Spicy Tomato & Cucumber Gazpacho with Arugula Pesto
Finally, I've made a gazpacho I like!
After having a very delicious gazpacho shot at Piccolo's in Larkspur (last summer), I've tried a few times to make gazpacho, but it's harder to make than it seems. I've always really wanted to like gazpacho since I saw the film "Women on the Verge of a Nervous Breakdown" (you know, that English reservedness can get old). So now I've done it! Spicy with a slight melon flavor.
Anway, even without the roasted red peppers that appear to be M.I.A., this was delicious.
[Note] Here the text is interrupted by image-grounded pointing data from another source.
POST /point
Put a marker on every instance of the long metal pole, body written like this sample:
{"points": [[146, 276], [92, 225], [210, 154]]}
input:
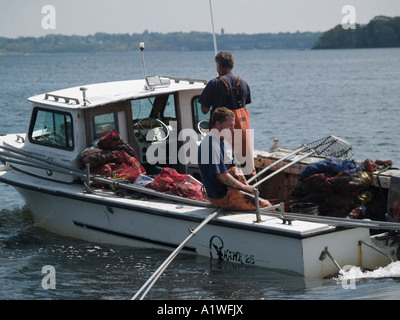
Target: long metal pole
{"points": [[212, 23], [152, 280]]}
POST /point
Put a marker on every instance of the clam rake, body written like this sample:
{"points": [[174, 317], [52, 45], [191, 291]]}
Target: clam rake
{"points": [[330, 146]]}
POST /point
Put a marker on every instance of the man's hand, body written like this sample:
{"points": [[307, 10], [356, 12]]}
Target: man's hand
{"points": [[230, 181]]}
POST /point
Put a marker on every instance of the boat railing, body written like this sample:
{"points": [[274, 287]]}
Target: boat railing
{"points": [[57, 98]]}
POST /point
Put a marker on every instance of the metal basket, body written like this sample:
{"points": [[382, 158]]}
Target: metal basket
{"points": [[331, 146]]}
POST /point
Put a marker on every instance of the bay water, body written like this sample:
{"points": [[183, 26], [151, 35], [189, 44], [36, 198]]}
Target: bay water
{"points": [[297, 97]]}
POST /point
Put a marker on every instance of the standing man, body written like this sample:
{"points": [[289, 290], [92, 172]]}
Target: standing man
{"points": [[232, 92], [224, 182]]}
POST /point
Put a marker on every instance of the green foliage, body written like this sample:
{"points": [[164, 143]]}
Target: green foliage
{"points": [[176, 41], [380, 32]]}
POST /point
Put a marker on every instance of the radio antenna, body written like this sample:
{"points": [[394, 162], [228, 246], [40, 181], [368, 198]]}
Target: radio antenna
{"points": [[141, 46], [212, 23]]}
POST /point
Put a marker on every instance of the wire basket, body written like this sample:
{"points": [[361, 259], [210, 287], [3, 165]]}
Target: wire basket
{"points": [[331, 146]]}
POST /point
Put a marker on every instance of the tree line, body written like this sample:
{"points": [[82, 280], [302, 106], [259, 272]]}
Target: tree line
{"points": [[176, 41], [380, 32]]}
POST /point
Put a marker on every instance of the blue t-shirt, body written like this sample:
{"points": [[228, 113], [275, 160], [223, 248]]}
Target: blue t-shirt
{"points": [[215, 93], [214, 157]]}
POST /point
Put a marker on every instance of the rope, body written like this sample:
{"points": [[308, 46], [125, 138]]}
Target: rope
{"points": [[152, 280]]}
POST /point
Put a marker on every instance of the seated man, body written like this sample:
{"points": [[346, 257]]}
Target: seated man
{"points": [[225, 184]]}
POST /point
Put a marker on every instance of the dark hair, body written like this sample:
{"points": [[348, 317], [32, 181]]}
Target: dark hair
{"points": [[220, 114], [225, 59]]}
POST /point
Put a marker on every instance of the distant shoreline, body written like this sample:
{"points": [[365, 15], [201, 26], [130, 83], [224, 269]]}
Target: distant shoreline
{"points": [[177, 41], [380, 32]]}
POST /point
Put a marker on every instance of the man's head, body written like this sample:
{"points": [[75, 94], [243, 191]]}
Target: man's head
{"points": [[225, 62], [223, 118]]}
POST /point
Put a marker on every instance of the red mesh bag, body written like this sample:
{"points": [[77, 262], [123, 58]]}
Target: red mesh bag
{"points": [[172, 182], [113, 141]]}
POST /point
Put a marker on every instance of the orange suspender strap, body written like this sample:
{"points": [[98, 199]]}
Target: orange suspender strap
{"points": [[228, 91]]}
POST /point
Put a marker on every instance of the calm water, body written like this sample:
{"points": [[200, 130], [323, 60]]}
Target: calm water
{"points": [[298, 97]]}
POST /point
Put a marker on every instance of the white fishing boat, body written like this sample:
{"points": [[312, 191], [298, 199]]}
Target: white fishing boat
{"points": [[160, 118]]}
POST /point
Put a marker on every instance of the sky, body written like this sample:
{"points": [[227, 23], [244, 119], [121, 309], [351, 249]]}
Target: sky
{"points": [[83, 17]]}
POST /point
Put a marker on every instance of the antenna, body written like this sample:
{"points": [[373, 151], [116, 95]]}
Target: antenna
{"points": [[144, 65], [212, 23], [83, 89]]}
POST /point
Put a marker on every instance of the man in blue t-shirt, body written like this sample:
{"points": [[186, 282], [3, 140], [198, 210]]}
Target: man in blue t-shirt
{"points": [[225, 184], [232, 92]]}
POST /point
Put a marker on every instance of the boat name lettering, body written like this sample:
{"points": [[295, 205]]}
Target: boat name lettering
{"points": [[217, 247]]}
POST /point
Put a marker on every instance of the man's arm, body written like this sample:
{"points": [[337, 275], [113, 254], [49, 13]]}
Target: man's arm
{"points": [[205, 109]]}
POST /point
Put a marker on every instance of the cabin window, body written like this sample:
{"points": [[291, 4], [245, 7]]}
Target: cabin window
{"points": [[51, 128], [160, 107], [104, 123], [198, 115], [141, 108]]}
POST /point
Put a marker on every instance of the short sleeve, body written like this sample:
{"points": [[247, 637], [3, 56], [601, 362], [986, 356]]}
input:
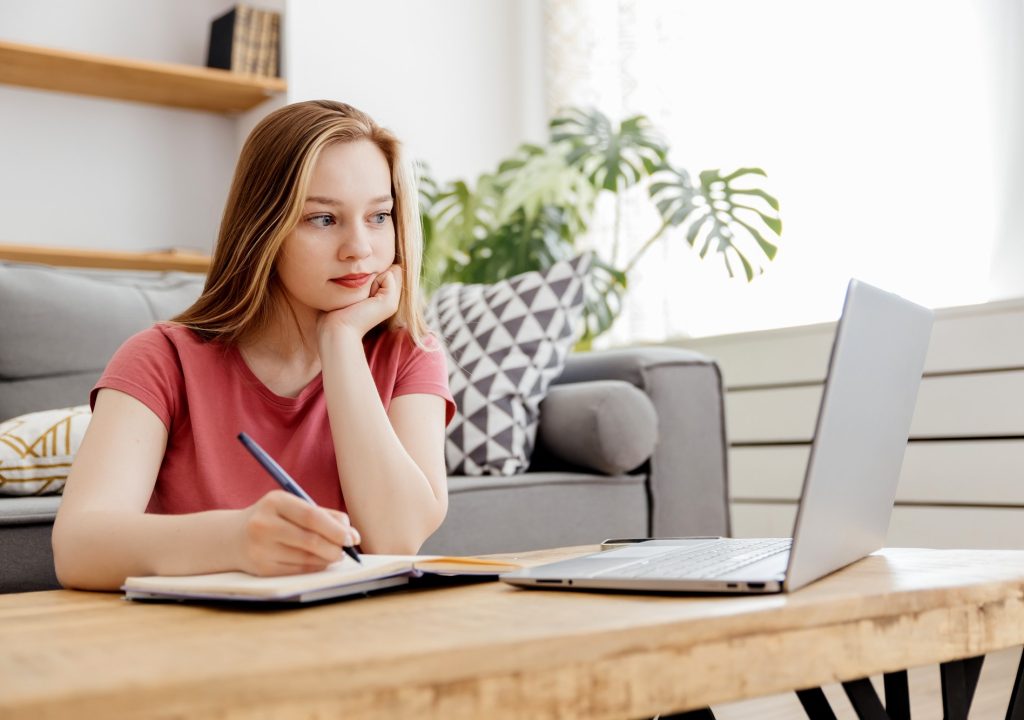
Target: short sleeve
{"points": [[147, 368], [424, 370]]}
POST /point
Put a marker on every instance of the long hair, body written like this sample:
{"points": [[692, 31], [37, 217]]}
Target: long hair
{"points": [[265, 203]]}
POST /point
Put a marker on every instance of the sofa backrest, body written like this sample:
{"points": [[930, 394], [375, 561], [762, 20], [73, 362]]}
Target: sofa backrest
{"points": [[58, 327]]}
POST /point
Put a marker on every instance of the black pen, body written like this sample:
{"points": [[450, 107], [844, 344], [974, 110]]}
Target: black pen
{"points": [[285, 480]]}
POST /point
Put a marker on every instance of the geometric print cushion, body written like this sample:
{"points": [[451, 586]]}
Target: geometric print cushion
{"points": [[37, 449], [505, 343]]}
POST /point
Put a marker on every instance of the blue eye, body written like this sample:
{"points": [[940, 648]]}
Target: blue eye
{"points": [[322, 220]]}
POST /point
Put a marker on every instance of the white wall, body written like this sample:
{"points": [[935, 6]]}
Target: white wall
{"points": [[459, 80], [90, 172]]}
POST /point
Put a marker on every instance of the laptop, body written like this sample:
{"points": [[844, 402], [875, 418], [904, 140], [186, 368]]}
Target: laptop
{"points": [[849, 488]]}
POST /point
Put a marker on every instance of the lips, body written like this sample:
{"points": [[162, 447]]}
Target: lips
{"points": [[353, 281]]}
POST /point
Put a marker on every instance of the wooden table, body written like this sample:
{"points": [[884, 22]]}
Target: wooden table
{"points": [[489, 650]]}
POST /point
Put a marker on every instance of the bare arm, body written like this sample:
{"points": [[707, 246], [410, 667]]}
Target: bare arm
{"points": [[391, 464], [102, 533]]}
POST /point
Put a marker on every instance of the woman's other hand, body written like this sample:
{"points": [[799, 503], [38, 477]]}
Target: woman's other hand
{"points": [[385, 291]]}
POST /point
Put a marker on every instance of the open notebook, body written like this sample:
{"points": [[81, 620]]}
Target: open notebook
{"points": [[339, 580]]}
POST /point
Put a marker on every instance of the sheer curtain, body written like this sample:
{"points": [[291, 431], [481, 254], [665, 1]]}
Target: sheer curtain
{"points": [[875, 121]]}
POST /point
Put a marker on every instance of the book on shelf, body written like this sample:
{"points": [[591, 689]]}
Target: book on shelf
{"points": [[247, 40], [339, 580]]}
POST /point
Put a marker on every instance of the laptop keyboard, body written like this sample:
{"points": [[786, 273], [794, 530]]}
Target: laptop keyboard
{"points": [[711, 560]]}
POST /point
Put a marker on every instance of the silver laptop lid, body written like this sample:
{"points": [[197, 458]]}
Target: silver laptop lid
{"points": [[862, 428]]}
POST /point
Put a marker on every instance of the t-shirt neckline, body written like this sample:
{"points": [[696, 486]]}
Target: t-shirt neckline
{"points": [[311, 387]]}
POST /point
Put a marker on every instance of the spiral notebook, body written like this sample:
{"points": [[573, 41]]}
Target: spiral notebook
{"points": [[342, 579]]}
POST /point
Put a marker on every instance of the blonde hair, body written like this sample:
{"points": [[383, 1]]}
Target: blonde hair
{"points": [[265, 203]]}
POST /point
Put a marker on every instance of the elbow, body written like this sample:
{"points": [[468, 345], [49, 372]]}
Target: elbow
{"points": [[71, 563]]}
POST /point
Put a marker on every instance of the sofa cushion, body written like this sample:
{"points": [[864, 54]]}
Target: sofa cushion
{"points": [[604, 425], [59, 327], [37, 449], [505, 343]]}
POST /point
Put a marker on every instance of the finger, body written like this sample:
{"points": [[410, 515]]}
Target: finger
{"points": [[343, 518], [313, 519], [309, 545]]}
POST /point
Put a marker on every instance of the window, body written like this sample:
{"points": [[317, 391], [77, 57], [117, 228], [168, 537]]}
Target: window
{"points": [[881, 126]]}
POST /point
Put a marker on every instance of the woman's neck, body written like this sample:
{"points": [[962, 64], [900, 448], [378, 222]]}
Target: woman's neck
{"points": [[285, 355]]}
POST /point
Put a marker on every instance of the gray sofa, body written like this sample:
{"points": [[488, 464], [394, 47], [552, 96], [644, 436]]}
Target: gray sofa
{"points": [[657, 409]]}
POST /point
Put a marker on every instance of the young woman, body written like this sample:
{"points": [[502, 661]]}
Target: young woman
{"points": [[308, 336]]}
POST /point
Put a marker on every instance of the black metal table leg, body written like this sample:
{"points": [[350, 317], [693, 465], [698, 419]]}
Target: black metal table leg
{"points": [[815, 704], [701, 714], [864, 700], [1015, 711], [960, 679], [897, 695]]}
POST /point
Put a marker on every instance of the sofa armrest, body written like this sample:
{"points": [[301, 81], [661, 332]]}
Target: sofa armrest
{"points": [[688, 485]]}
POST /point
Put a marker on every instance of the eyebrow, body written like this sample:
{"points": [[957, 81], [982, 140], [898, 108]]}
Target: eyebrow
{"points": [[322, 200]]}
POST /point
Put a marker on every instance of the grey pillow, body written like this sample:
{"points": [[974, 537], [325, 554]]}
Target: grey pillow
{"points": [[604, 425]]}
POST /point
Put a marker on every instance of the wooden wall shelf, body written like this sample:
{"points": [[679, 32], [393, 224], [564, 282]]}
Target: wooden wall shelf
{"points": [[184, 260], [159, 83]]}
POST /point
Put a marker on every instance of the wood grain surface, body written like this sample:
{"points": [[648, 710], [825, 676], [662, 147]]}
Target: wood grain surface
{"points": [[496, 651]]}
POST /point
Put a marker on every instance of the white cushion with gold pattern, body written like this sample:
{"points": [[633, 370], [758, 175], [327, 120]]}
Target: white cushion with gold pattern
{"points": [[36, 450]]}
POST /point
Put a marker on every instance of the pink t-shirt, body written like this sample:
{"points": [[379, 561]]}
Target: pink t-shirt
{"points": [[206, 394]]}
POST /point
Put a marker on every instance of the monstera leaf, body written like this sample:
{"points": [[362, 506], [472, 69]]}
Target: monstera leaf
{"points": [[610, 158], [724, 213], [603, 292], [540, 177]]}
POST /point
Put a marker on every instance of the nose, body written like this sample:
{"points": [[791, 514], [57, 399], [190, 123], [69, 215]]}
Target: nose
{"points": [[354, 245]]}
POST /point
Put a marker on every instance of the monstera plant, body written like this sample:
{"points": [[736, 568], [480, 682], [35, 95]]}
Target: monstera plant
{"points": [[532, 210]]}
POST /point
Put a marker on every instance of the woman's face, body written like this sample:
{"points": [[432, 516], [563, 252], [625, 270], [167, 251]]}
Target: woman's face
{"points": [[345, 236]]}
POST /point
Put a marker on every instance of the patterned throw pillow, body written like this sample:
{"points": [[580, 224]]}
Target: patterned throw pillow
{"points": [[505, 343], [36, 450]]}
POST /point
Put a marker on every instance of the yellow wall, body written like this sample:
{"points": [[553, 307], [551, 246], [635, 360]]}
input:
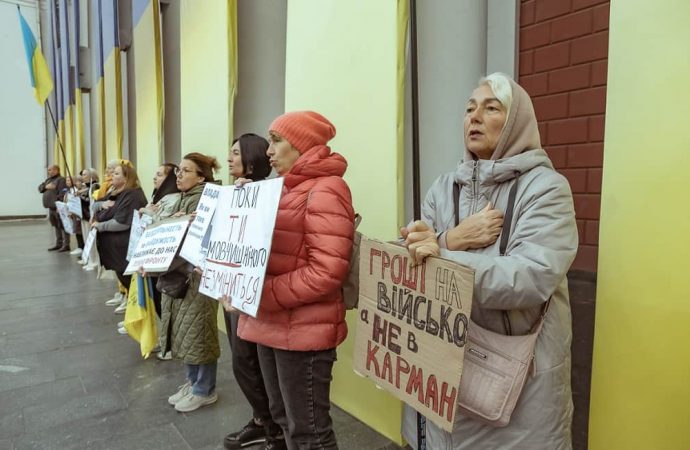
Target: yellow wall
{"points": [[641, 368], [147, 102], [345, 65], [205, 61], [113, 105]]}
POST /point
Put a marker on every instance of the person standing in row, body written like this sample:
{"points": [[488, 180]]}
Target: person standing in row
{"points": [[248, 161], [301, 317], [51, 189], [188, 323]]}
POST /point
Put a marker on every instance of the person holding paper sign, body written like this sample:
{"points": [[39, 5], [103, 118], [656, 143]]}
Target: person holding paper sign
{"points": [[188, 324], [50, 189], [164, 201], [503, 159], [301, 316], [113, 222], [247, 159], [166, 195]]}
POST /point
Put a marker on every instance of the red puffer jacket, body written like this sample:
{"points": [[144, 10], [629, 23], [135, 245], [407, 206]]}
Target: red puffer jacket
{"points": [[301, 305]]}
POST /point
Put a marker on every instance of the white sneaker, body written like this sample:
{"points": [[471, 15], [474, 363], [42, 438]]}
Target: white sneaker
{"points": [[193, 402], [115, 301], [182, 392], [121, 309]]}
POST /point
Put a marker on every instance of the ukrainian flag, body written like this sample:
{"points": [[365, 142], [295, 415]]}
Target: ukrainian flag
{"points": [[38, 68]]}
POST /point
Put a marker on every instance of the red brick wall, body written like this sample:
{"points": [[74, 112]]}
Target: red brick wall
{"points": [[563, 62]]}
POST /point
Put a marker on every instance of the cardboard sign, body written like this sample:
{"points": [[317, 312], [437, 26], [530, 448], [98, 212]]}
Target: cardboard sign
{"points": [[240, 243], [88, 246], [74, 205], [412, 327], [158, 246], [66, 220], [136, 230]]}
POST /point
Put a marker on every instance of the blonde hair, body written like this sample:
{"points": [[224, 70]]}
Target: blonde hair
{"points": [[500, 86]]}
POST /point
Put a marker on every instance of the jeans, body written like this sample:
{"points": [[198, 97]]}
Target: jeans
{"points": [[245, 367], [202, 377], [298, 385]]}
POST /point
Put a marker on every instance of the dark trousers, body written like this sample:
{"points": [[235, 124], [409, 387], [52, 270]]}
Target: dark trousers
{"points": [[61, 236], [245, 367], [298, 386], [156, 296]]}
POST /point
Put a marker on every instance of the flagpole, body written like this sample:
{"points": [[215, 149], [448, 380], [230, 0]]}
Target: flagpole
{"points": [[57, 136]]}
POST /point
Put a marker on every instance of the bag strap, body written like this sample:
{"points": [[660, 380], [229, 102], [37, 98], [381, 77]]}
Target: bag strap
{"points": [[508, 218], [505, 234]]}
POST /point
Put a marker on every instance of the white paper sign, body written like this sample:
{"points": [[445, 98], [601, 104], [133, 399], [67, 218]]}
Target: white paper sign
{"points": [[88, 246], [240, 243], [193, 248], [74, 205], [158, 246], [66, 220], [136, 230]]}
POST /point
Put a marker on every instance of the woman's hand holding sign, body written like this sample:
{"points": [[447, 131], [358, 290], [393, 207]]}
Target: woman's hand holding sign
{"points": [[420, 240]]}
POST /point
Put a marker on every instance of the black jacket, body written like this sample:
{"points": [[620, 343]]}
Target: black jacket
{"points": [[50, 196]]}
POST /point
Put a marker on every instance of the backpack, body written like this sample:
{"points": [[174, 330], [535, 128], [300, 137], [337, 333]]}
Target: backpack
{"points": [[351, 285]]}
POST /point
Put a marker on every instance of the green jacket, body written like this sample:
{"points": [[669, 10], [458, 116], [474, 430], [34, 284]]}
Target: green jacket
{"points": [[189, 325]]}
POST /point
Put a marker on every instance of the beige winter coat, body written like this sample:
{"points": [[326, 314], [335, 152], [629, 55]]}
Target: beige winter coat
{"points": [[542, 245]]}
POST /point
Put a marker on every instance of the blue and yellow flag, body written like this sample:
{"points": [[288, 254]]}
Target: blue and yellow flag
{"points": [[38, 68]]}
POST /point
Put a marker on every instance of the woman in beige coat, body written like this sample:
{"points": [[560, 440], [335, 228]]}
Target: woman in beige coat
{"points": [[502, 147]]}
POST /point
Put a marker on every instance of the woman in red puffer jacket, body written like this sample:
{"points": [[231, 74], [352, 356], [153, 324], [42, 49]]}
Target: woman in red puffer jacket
{"points": [[301, 318]]}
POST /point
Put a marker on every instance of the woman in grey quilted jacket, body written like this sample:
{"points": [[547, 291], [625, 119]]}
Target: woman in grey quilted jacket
{"points": [[188, 325], [502, 147]]}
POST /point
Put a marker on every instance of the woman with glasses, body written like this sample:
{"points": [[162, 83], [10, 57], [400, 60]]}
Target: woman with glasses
{"points": [[113, 223], [189, 329]]}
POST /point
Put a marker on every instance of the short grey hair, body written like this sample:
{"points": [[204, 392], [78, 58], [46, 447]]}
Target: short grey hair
{"points": [[500, 86], [91, 173]]}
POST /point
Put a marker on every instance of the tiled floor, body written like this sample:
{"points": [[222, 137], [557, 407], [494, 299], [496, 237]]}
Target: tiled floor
{"points": [[68, 380]]}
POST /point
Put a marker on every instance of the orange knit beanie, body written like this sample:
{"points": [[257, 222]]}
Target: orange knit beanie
{"points": [[304, 129]]}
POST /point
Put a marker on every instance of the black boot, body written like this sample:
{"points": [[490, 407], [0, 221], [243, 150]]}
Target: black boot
{"points": [[251, 434], [275, 444]]}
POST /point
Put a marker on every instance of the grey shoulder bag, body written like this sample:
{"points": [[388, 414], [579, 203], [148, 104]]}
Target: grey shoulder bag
{"points": [[496, 366]]}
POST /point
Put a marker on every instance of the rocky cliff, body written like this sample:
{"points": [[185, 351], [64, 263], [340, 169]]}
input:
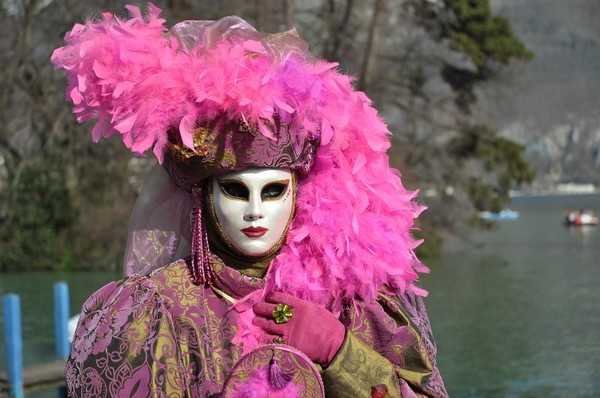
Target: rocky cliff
{"points": [[551, 104]]}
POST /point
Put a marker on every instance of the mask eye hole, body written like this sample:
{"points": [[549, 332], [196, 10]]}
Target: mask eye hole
{"points": [[273, 191], [235, 190]]}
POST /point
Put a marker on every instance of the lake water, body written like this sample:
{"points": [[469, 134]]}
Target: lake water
{"points": [[515, 312]]}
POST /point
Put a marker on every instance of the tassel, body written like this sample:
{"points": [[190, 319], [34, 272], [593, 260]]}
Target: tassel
{"points": [[202, 267], [277, 378]]}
I used two sundried tomatoes that were a take-home from my Millennium tomato class (I didn't make them, but at a guess, they're roasted tomatoes with garlic, rosemary, sage, and fennel seeds in oil), 1/2 cup of A.G. Ferrari's Freschissima (Chopped Tomato Sauce), one peperoncini piccanti (seeded), 1/3 of an English cucumber (peeled), 2 Tbsp red wine, 1/2 slice of cantalope (cubed) ,and an unmeasured amount of water to get the right consistency. Put the lot in the blender and "Ecco!" Topped with arugula pesto and a fresh basil leaf this was the perfect combination for a hot summer's evening: spicy and refreshing!